“Like and equal are not the same thing at all.” ― Madeleine L'Engle, A Wrinkle in Time (1961).
I've just finished reading (i.e. listening-to-the-audiobook-of) A Wrinkle in Time, by Madeleine L'Engle; which is a US classic of children's fantasy, but which I never really heard of until fairly recently.
It is certainly a worthwhile book, with several very effective and enjoyable parts - although I found that, overall; it lost narrative pull as the book went on (it seemed to have too much explanatory exposition), it did not end fully-satisfyingly; and therefore I would not (at first reading) regard it as first-rate (not - for me - in the same class as The Hobbit, Narnia, Wind in the Willows etc.).
But an aspect that I much liked was the explicitly Christian and mystical element to the book; its presentation of Life as a spiritual conflict, its making of a loving (esoteric and eccentric) family into the main agent for Good.
However, the title phase “Like and equal are not the same thing at all.” jumped-out at me as a false statement, and representative of a belief that has (over the past fifty-plus years) been very wholly destructive of The West.
Perhaps naturally, this became one of the best known, most quoted, phrases from the novel.
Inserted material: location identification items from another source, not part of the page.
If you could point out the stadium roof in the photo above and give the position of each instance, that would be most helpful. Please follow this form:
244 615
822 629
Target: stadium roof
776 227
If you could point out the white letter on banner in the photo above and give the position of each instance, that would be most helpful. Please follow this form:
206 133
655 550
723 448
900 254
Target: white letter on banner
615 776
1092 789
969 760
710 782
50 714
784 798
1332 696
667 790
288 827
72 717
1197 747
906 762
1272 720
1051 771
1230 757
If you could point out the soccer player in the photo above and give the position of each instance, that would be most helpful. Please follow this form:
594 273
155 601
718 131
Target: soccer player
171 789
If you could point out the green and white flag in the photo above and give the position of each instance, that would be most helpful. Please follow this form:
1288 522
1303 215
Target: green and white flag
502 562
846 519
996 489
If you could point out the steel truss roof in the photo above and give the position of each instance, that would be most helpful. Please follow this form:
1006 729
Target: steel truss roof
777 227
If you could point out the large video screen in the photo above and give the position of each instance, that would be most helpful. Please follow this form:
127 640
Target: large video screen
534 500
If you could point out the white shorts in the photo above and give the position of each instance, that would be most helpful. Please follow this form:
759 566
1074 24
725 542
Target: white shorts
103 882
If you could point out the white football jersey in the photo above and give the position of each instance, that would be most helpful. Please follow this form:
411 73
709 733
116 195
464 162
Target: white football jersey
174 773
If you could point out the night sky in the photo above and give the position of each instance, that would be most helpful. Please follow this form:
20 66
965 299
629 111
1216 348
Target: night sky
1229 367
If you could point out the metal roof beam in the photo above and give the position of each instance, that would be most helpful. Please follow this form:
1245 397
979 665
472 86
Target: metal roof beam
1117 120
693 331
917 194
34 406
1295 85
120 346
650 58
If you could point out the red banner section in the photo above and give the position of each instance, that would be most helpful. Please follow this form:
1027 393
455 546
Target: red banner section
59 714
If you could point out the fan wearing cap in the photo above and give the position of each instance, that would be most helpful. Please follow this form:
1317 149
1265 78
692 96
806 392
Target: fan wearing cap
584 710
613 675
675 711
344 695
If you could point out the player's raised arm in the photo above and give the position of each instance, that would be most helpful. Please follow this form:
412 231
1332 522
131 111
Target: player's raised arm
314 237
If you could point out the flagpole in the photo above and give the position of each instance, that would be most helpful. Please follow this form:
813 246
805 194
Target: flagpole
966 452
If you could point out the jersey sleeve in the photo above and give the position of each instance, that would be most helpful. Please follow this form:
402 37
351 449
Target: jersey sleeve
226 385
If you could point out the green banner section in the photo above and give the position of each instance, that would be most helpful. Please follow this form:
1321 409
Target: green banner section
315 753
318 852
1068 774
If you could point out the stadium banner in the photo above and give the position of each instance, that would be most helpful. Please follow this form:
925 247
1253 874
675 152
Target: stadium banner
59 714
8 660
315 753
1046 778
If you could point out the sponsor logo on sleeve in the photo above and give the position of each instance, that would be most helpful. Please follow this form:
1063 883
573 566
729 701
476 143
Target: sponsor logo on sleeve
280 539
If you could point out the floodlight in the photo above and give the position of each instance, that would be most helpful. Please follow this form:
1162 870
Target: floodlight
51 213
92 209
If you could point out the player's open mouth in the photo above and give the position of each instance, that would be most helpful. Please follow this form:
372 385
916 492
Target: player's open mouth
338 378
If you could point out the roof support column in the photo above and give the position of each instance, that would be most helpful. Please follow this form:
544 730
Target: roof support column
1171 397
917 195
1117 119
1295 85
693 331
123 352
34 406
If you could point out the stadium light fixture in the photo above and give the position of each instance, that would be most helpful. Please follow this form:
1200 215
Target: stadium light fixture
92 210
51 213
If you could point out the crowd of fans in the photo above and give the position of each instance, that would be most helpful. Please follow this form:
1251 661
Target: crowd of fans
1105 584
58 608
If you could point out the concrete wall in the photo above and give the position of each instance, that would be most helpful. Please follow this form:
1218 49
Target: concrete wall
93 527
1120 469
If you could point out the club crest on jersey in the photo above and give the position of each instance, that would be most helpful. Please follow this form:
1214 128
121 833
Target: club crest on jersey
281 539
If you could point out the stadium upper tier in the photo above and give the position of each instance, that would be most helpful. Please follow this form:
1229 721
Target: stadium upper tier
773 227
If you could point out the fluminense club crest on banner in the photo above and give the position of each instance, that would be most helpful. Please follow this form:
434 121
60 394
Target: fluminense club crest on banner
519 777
For totalitarians, communists, socialists and nowadays the politically correct and Social justice Warriors; for things to be Equal' they must be The Same; so - since we (supposedly) favour Equality - then society must become homogeneous, which means totalitarian (since sameness requires an all powerful authority to enforce it).
'Eqaulity has been, for serious Christians, a Trojan Horse; a smuggled-in deception, later deployed to attack (and substantially destroy) the citadel of the faith - indeed equality has replaced Christianity in the mainstream churches.
Wrinkle in Time (in characteristically modern, particularly American, fashion) tries to oppose this by drawing a distinction between 'eqality' which is good (e.g. because the US declaration of independence, quoted prominently and approvingly in the novel, says "We hold these truths to be self-evident, that all men are created equal..."); and on the other hand likeness, alikeness, sameness - which are bad.
But we should recognise that all attempts to distinguish an ethic of equality from sameness will fail; do fail, have failed.
So, the result is that all attempts systematically to promote equality, as an over-arching ethic, end-up by promoting sameness, and justifying totalitarianism - which is intriniscally evil.
If enforced sameness is an evil, then so is equality.